In this three-part blog, we will cover the metadata setup (part 1), orchestration (part 2), and deployment process (part 3) of a configuration/metadata-driven ETL framework in Databricks following the Lakehouse architecture.
Why do we need an ETL Framework?
An ETL framework is essential for efficiently managing data integration processes. It standardizes data extraction, transformation, and loading, ensuring consistency, scalability, and reliability in modern data platforms.
While metadata-driven, automated ETL pipeline creation sounds appealing, it may introduce maintenance overhead and struggle to scale efficiently when the complexity of the transformation process varies too much.
What we need instead is a framework that is
- Consistent - has a consistent template that developers can utilize to build pipelines quickly.
- Modular - with modular components that can be reused across different data pipelines, which reduces duplication of effort and makes maintenance easier.
- Scalable - able to support scalable ETL of different layers with various complexities.
- Auditable and traceable—provides audit trails for tracking job run execution and errors, which is critical for compliance, debugging, and monitoring.
- Seamlessly integrated with the CI-CD practices - should not add unnecessary burden to the CI-CD pipelines and ensures rapid deployment.
Significance of ETL Framework in Databricks
Having an ETL framework in Databricks is crucial for building a Lakehouse architecture as it streamlines the data integration, transformation, and management in the different data layers, such as the bronze, silver, and gold layers, which are core components of the lakehouse. The framework uses a templated approach to build data assets across all these layers to accelerate data transformation and enrichment.
High-Level Design
Lakehouse architecture
A typical Lakehouse architecture consists of the following layers:
- Landing Data Layer
- Raw Data Storage: Data from various sources (structured and unstructured) is extracted and landed as they were from the source in a cloud object storage.

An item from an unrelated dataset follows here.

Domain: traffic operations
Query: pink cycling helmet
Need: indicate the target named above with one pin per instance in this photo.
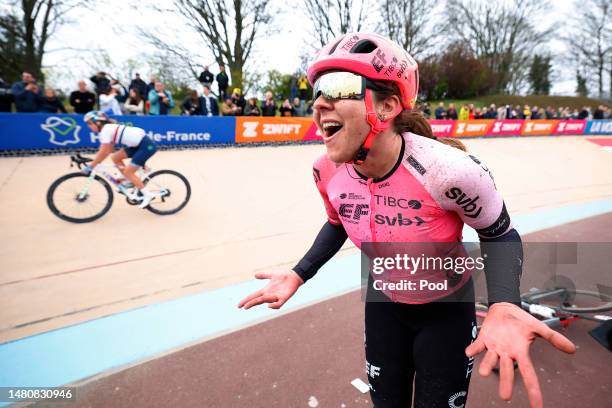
(372, 56)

- Batch and Stream Ingestion: Data will be ingested from this layer in batch or real-time using various ingestion tools or Databricks’ native services (e.g., Autoloader, DLT, etc.)
- Raw Data Layer (Bronze)
- Data Ingestion: Data will be ingested from the landing data layer and stored as of the data source with delta format
- Delta Lake: Ensures ACID transactions, schema enforcement, and unified handling of batch and streaming data
- Curated Data Layer (Silver)
- Data Transformation: Data is cleaned, enriched, and transformed within Databricks.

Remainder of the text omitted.